As in the following line, it seems that when "batch_norm_use_averages" is True, mean and inv_std is not updated with the statistics of the current batch?

batch_norm_use_averages is independent of batch_norm_update_averages. It will not hinder updating the statistics. This is also ensured in the tests: https://github.com/Lasagne/Lasagne/blob/39bc1bc/lasagne/tests/layers/test_normalization.py#L182-L235

Do you find otherwise?

When both "batch_norm_use_averages" and "batch_norm_update_averages" are enabled, the mean and inv_std are obtained from the past data. For example, when training the second batch, mean and inv_std are from the first batch. Instead, I think it should be obtained based on the past data and the current data, which is the mean and inv_std updated with the current batch. This does not affect the test process, only affects the training process.

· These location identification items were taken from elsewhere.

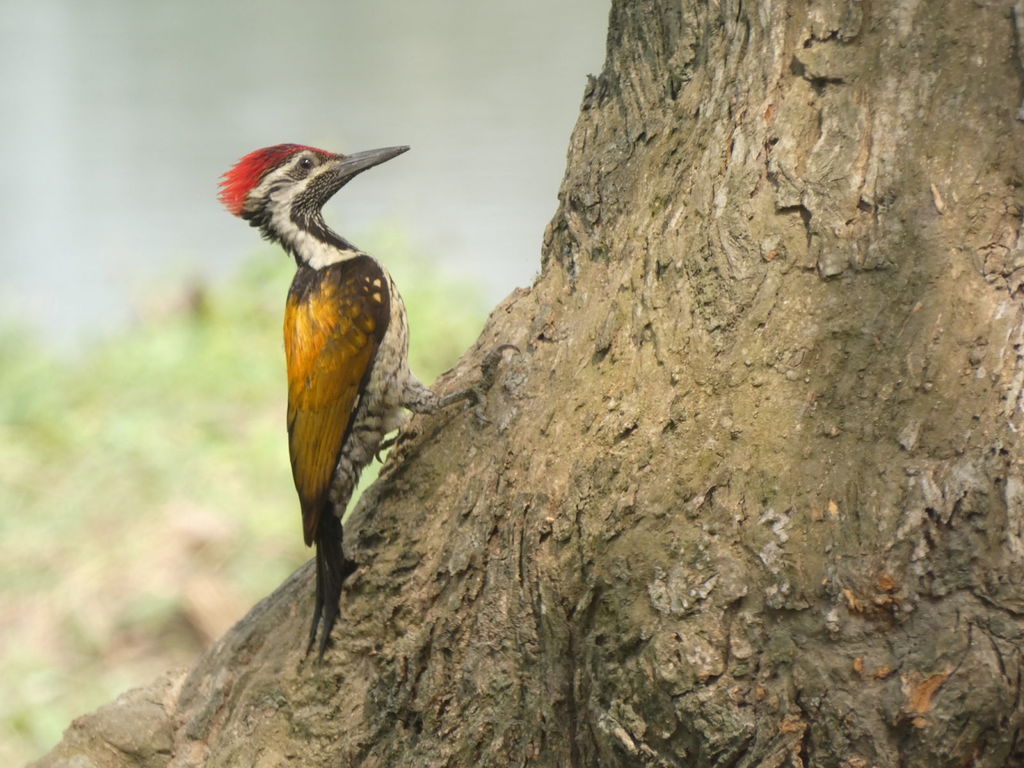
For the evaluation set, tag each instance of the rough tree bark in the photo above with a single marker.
(753, 495)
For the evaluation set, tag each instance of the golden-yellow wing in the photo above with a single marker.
(334, 323)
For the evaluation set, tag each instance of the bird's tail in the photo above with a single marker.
(332, 569)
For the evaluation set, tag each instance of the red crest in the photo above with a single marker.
(246, 174)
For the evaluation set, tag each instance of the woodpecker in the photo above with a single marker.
(346, 344)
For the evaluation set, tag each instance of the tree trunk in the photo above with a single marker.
(753, 493)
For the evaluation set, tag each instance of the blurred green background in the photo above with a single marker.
(145, 499)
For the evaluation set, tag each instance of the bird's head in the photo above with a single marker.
(282, 189)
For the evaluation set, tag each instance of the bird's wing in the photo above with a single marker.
(334, 323)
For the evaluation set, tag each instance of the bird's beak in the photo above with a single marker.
(350, 165)
(346, 167)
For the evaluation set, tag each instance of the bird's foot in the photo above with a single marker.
(478, 392)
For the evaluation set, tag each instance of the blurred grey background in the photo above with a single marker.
(119, 116)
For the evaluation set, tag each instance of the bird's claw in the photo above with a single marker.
(478, 392)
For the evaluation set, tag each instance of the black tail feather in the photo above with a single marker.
(332, 569)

Line 277 should be behind line 289. (https://github.com/Lasagne/Lasagne/blob/master/lasagne/layers/normalization.py#L277)

Instead, I think it should be obtained based on the past data and the current data, which is the mean and inv_std updated with the current batch.

I see. This would make batch_norm_use_averages behave differently depending on whether batch_norm_update_averages is enabled or disabled. I thought if would be more sensible if it always did the same thing (i.e., using the stored statistics, not introducing any dependency on the current batch). In any case, we cannot change the behaviour without breaking backwards compatibility.

We could add a third option batch_norm_use_updated_averages for what you propose. What's the use case for this? Is this general enough to warrant inclusion in Lasagne, or is it easier if you use a custom layer in your code? The code excerpt you had in the first post looks correct at first glance.

First, I think it is the right way to perform batch normalization when enabling "batch_norm_use_averages ".
Second, when I use BN for RNN, it makes a big difference because the statistics among batches can be changed quite quickly. It is nice to smooth them with the past information and the current batch information.

Thanks for the suggestion. I have used the code I posted earlier and it is working okay.

It is nice to smooth them with the past information and the current batch information.

So your networks train better than either without batch_norm_use_averages, or with the current implementation of batch_norm_use_averages? I haven't seen this in a paper, but if it works (and ideally if it becomes a bit widespread, or is published), we could add a batch_norm_use_updated_averages option. I just wouldn't want to make the code (and documentation) more complex if it's a niche feature.

I'll leave this issue open so we can review and decide on this when the issue is rediscovered sometime in the future. :)

Okay. Thanks. I will let you know when I have the final results.